We have been witnessing a lot of literature, media releases, and blogging on Indian economy. They are generally divided into 2 camps- optimistic/hopeful and pessimistic/cautious.
I just came across this paper that falls into pessimistic/cautious category. It is by Shankar Acharya (SA) and is a highly referred paper so one needs to look into it. It is written in 2004 but is still pretty relevant.He lists all the factors that have been cited by the first camp and criticizes them one by one:
1. Demographic Dividend (Labour): Most analysis just look at broad India numbers and suggest that India would gain from the huge working population and falling dependency ratio.But Acharya does a state-wise analysis and finds states that have the highest fertility rate are laggards (Bimaru States – Bihar, MP, Rajasthan and UP) and those with lowest fertility are leaders. So is the demographic dividend happening?And when one looks at fertility rates and per capita incomes the disparity grows further as population has grown higher in Bimaru states.
2. Demographic Dividend (Capital): The conventional thinking is, as people in working age (15-64) group grow so would the savings and the investment or capital in the country. This would mean more capital would be deployed leading to higher GDP growth.The hypothesis is that as the demographic trend cited has begun almost 15 years ago, we should be seeing some effects by now. But Gross Domestic Savings has increased by just 20.4% ( average of 1985-90) to 24.2% in 2002-03 largely because of negative savings of Public Sector.
Before I go on, this point needs to be revisited and revised by Acharya. As per latest CSO estimates, India’s savings and investment rate has improved quite a bit. The average gross savings and investment rate as a % of GDP (at market prices, as he also takes the same) between 2003-06 is 31% for each. (And if you look at the respective data as a % of GDP at Factor Cost then it is 34% for each. He criticises a Rodrik paper which says India’s savings rate could increase to 39%. Well if you look at estimates based on Factor cost, we are getting nearer to the Rodrik guesstimate.)
3. Productivity Growth: SA rightly says that to calculate productivity growth via a metric called Total Factor Productivity Growth is difficult because if output growth is high, TFPG would be high and vice-versa.

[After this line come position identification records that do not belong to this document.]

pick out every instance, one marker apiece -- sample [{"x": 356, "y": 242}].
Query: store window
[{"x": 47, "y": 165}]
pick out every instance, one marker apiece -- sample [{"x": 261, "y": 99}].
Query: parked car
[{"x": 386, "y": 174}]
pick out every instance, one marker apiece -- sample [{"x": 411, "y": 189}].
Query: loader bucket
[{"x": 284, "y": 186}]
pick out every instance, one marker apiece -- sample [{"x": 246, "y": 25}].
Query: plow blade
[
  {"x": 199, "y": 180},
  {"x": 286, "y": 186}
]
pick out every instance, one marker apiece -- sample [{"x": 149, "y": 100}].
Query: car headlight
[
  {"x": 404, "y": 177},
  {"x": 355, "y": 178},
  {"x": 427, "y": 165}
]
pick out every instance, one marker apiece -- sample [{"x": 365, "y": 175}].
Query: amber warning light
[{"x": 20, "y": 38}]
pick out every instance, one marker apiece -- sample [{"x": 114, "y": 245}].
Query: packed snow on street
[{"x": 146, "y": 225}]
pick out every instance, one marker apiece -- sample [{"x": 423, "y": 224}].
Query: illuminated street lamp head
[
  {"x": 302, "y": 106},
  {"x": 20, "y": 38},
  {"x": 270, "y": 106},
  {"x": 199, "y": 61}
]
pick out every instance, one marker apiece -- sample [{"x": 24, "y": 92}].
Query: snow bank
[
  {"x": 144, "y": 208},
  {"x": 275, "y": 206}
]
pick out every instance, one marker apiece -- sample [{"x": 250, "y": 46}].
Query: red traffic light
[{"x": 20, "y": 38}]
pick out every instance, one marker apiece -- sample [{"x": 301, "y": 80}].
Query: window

4. Others: SA then comments on the well-known problems- falling standards of institutions in India (particularly the Indian bureaucracy), the deplorable infrastructure, the slowing down of reform process, agriculture, fiscal stress and increasing inter-regional disparities.
SA also criticises the Planning Commission for assuming 7% plus growth rates in Bimaru States during 10th plan where as they grew by only 4% during 9th plan (1997-02). On checking the growth rates for these states for 10th plan period,
Net State Domestic Product (2002-05)
Bihar - 9%
MP- 5 %
Rajasthan – 6%
UP- 4.6%So, we do witness high growth rates in Bimaru States. But these growth rates need to be taken with a pinch of salt, as the variation (measured by standard deviation) in growth is pretty high. All Bihar, MP and Raj have high variation of almost 15. Only UP has a low variation of just 0.85. So, a bit of a mixed evidence really.
Overall, a good analysis and helps us know more factors we need to be cautious about while analysing India’s growth story. But then he needs to revisit some facts and revise the paper.